What most people doesn't know, that typical arcade games like Streetfigther or Turrican were released for MS-DOS as well. And the graphics was comparable to gaming consoles. The most advanced DOS games were programmed around the year 1996. In that area, DOS was replaced by Windows and the commercial publisher stopped to develop more games. What makes MS-DOS unique from other gaming plattforms is, that amateurs and professional programmer can write software for this platform. All what the newbie needs is a descent C compiler, a graphics library and he can write any game he likes.

MS-DOS combines a gaming platform with an open architecture. This makes the environment superior to Commodore 64 or the Sega Megadrive. An outdated MS-DOS machine is the ideal gaming system which can tell a lot about computing history.

Do we have operating systems at all?

A common told story is, that many different operating systems are available and the customer can choose between them. Examples for operating systems are Mac OS, Windows 10, iOS or AIX. But are these software products real operating systems? Sure, it's a rhetorical question which asks what the difference is between propriatary firmware which runs only on a specific hardware over a true operating system which runs on different hardware from different manufactorer.

Let us make a simple experiment and we are take the Windows 10 firmware and are trying it to install on a IBM/z system which is the latest mainframe which runs with the power9 cpu. Will it work out of the box? Or let us take the Mac OS X firmware and install it on a Rasberry PI microcontroller, do we see the bootup logo from Apple? Or let us take the Xbox One firmware and install it on an outdated Pentium III PC, can we do it?

Somebody who is bit familiar with the different hardware systems will answer that it's not possible and even the attempt in doing so shows, that we haven't understand what the purpose of Mac OS and the other programs is. And indeed we have interpreted their purpose the wrong way. The idea was, that Windows 10, Mac OS X or the Xbox one Firmware is an operating system and as a result it is able to run on different hardware. We have ignored, that the term operating system doesn't fit to these programs. That means, Windows 10 or the other example were never designed as a standard operating system which makes things easier for the customer, but they were created as a hardware dependent, company dependent firmware which is similar to the AmigaOS useless, if the underlying company is dead.

The interesting fact is, that no commercial operating system is available for the customer.

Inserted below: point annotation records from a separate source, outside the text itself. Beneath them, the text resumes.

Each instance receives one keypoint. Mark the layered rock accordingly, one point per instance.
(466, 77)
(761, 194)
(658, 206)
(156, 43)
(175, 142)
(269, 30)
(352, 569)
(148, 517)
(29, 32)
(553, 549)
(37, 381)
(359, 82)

We are living in the 1950s in which the operating system wasn't invented yet and as a weak alternative, each company has it's own firmware which is not documented publicly.

And here comes Linux into the game. Linux is not the best operating system in the world, it's the only operating system. Linux is the only software which is able to run on an x86 PC, on a smartphone, at the IBM /z machine, at the xbox and even on microcontrollers. This is the minimum requirement before a system can call itself operating system. It makes no sense to argue, if Linux is good or bad, because no competitor is available. Let us make the point more clear. We are take on outdated Amiga500 with the Kickstart firmware and compare the AmigaOS with Linux. What is better? The answer is more difficult than it looks at the first impression. The Amiga Kickstart is a classical firmware. It was designed to run on the Amiga device and only on this computer. That means, it is not possible to run normal software on the KickartOS but only games and application which were tailored for the system's need. In contrast, The Linux kernel is a real operating system which acts as a layer between hardware and software.

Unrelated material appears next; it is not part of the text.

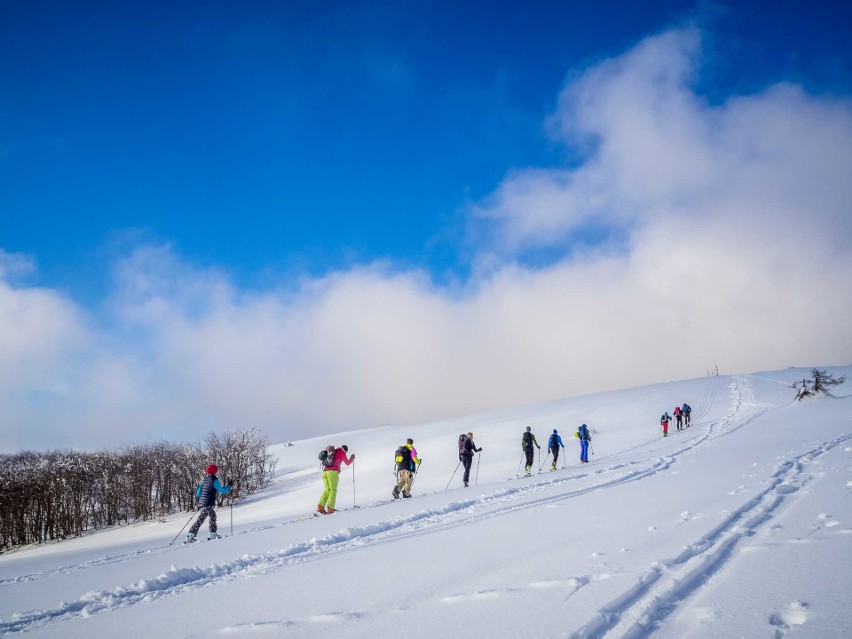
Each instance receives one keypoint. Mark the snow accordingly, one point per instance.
(740, 526)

The question pro or against Linux is a question pro or against an operating system. If the user comes to the conclusion, that a propriatary firmware is everything he needs, than he will argue against Linux. If the user thinks, that he need a layer ontop of the hardware which makes programing easier than he will argue pro Linux. The question which remains open is, if anybody needs an operating system.

It seems, that today's computing market has answered the question with no. Mac Users, Windows users and Xbox gamers doesn't need a high level operating system, instead they are dependend from the hardware specification. The result for this collective ignorance is, that not using an operating system makes software development more costly. The typical Windows application costs around 200 US$, while the normal Xbox game costs 50 US$. The reason is, that the software has to be programmed for the target platform and can't be migrated to other platforms. The situation looks similar to the Betamax videoformat in the 1980s. At this time the customers has paid a lot of money for betamax cassettes and were not able to use the format in a different video player. They didn't even know, that a common standard would make the life easier and the manufactoring company were smart enough to say nothing.

June 26, 2019

Introduction into Learning from demonstration

I would like to introduce the topic with a small example, suppose an Artificial Intelligence should play Lemmings, because, quote “The game of Lemmings has been offered as a new Drosophila for AI research” [1] The naive approach would be to understand the Lemmings game as some kind of search problem in which the solver has to find the actions for winning the game. Because the state space is very large, this attempt will fail. To make things a bit shorter, the better alternative is to invent a plan language which will guide to search process. But let us go into the details.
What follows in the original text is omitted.